Colgó y emergió en la sala de espera. Una mujer acababa de entrar. Quizás otra cliente de la tienda, o tal vez no lo fuera. Pero si se trataba de lo segundo, era demasiado tarde para que hubiese podido llegar a enterarse de nada.

Mademoiselle Blanche se recompuso en el tocador adyacente, y después fue a probarse un par de blusas, que no compró; entonces se marchó otra vez a la calle, sonriendo para sí. Entró a curiosear en una librería, tras lo cual tomó el autobús para regresar a Meadowbank.

Todavía estaba sonriendo a sí misma al ascender la calzada. Había llevado a cabo muy bien el asunto. La cantidad que había pedido no era demasiado elevada… no era imposible de tener dispuesta en un plazo corto. Y estaba bastante bien para ir tirando de ella. Porque, naturalmente, en el futuro habría ulteriores demandas…

Sí, ésta iba a ser una fuente de ingresos muy bonita. No tenía el menor remordimiento de conciencia.
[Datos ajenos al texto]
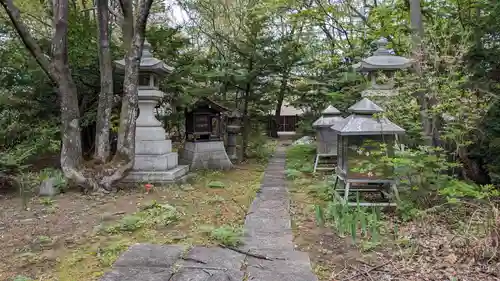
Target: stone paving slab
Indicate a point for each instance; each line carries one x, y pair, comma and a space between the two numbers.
190, 274
213, 257
268, 233
150, 255
138, 274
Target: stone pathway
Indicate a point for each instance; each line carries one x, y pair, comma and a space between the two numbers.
267, 253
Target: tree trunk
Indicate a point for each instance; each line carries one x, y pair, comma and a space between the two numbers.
103, 120
133, 38
418, 33
246, 122
279, 103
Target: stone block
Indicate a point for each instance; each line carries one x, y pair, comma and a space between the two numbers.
214, 257
206, 155
207, 275
150, 255
177, 174
156, 163
153, 147
137, 274
149, 133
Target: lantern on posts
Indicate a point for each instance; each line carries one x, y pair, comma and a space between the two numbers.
326, 139
204, 146
381, 67
154, 159
356, 138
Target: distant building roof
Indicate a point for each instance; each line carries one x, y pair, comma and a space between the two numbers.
288, 110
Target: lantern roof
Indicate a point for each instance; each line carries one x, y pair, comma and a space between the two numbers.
202, 102
329, 117
382, 59
330, 110
148, 62
365, 106
362, 122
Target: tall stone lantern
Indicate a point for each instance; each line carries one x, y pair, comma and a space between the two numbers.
233, 129
381, 63
326, 139
155, 162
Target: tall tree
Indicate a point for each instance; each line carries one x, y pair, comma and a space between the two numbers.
58, 70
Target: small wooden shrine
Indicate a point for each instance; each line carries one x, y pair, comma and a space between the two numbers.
381, 67
204, 121
204, 146
355, 135
326, 139
154, 161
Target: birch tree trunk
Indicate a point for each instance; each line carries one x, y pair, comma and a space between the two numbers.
103, 121
134, 29
57, 69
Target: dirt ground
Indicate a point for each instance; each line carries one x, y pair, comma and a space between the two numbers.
428, 249
59, 238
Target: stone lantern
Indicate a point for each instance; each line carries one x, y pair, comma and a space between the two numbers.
233, 129
356, 136
326, 139
155, 162
381, 63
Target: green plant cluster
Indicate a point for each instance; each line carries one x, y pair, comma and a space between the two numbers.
151, 215
300, 159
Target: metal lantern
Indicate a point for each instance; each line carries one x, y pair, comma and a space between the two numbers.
326, 138
381, 62
360, 128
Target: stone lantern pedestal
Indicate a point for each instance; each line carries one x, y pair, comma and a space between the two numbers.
155, 162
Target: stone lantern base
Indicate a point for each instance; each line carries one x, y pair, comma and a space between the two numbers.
155, 162
206, 155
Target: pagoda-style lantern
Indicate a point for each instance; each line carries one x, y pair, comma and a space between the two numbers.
204, 146
381, 63
154, 159
355, 135
326, 139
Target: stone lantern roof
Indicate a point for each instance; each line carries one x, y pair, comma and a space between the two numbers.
382, 59
362, 122
329, 117
148, 62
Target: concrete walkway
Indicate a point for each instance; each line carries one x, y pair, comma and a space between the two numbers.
267, 253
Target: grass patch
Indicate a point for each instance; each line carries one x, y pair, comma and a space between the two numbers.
176, 214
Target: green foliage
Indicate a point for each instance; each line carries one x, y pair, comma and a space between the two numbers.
357, 223
260, 148
292, 174
422, 173
300, 157
216, 184
60, 182
150, 215
110, 253
228, 235
21, 278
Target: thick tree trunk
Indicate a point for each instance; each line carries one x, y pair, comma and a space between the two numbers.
103, 121
246, 122
279, 103
58, 71
71, 150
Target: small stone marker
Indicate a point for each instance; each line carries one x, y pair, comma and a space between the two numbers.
47, 188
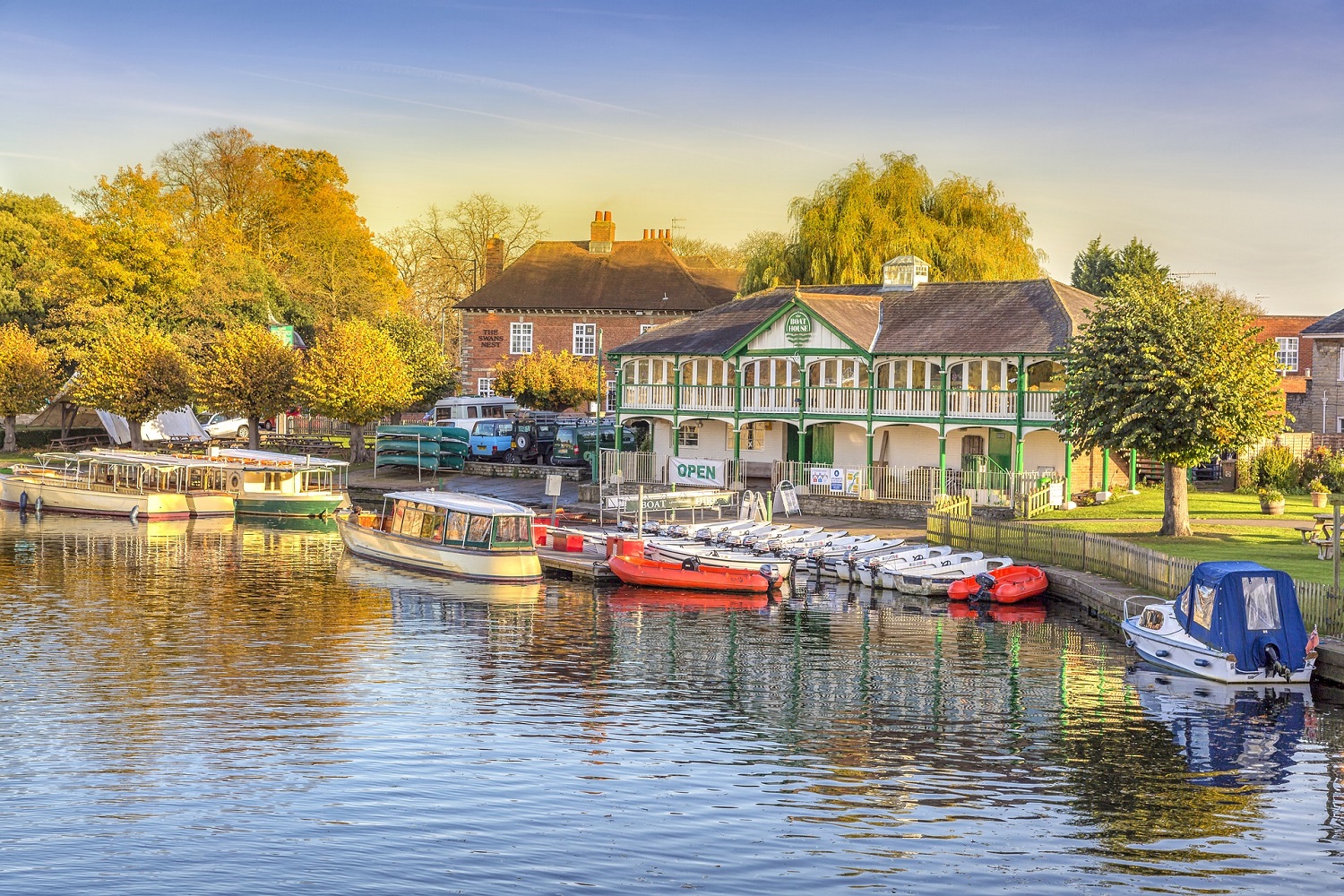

No consideraba de ningún modo que fuera su deber informar a la policía de lo que había visto y sabía. Esa Springer había sido una mujer detestable, rude, mal élevée. Espiando en todo lo que no le incumbía. Ah, bueno, se había llevado su merecido.

Mademoiselle Blanche permaneció un rato junto a la piscina. Contempló a Eileen Rich sumergiéndose. Después Ann Shapland subió al trampolín y se sumergió también igualmente. Las chicas reían y gritaban.

Sonó una campanilla, y mademoiselle Blanche fue a su clase de párvulos. No prestaban atención y eran insoportables, pero mademoiselle Blanche apenas si se dio cuenta. Pronto habría terminado de dar clase para siempre.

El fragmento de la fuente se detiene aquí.